Invisibility of antisymmetric tensor fields in the light of $F(R)$ gravity
Ashmita Das, Tanmoy Paul, Soumitra SenGupta

TL;DR
This paper explains why massless antisymmetric tensor modes are not observed in our universe by proposing that higher curvature quantum degrees of freedom in F(R) gravity suppress their interactions with standard model fields.
Contribution
It introduces a mechanism within F(R) gravity models where higher curvature scalar degrees of freedom suppress antisymmetric tensor modes, explaining their invisibility.
Findings
Antisymmetric tensor modes have heavily suppressed couplings to standard model fields.
Higher curvature scalar degrees of freedom dominate in the early universe.

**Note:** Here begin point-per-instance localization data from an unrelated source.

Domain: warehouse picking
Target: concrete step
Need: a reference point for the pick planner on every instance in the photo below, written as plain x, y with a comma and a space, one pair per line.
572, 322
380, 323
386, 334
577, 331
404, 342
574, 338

The model provides a natural explanation for the lack of observable antisymmetric tensor signatures.
Abstract
A natural question arises from observable signatures of scalar, fermion, and vector degrees of freedom (d.o.f.) in our Universe along with spin 2 symmetric tensor field in the form of gravity: why is our Universe is free of any perceptible signature of massless antisymmetric tensor modes? This work brings out a natural explanation of these phenomena through higher curvature quantum d.o.f. in the gravity sector that were dominant in the early universe. In the backdrop of a F(R) gravity model, we propose how the scalar d.o.f. associated with higher curvature term in the model can generate a heavily suppressed coupling between any antisymmetric massless modes and various standard model fields.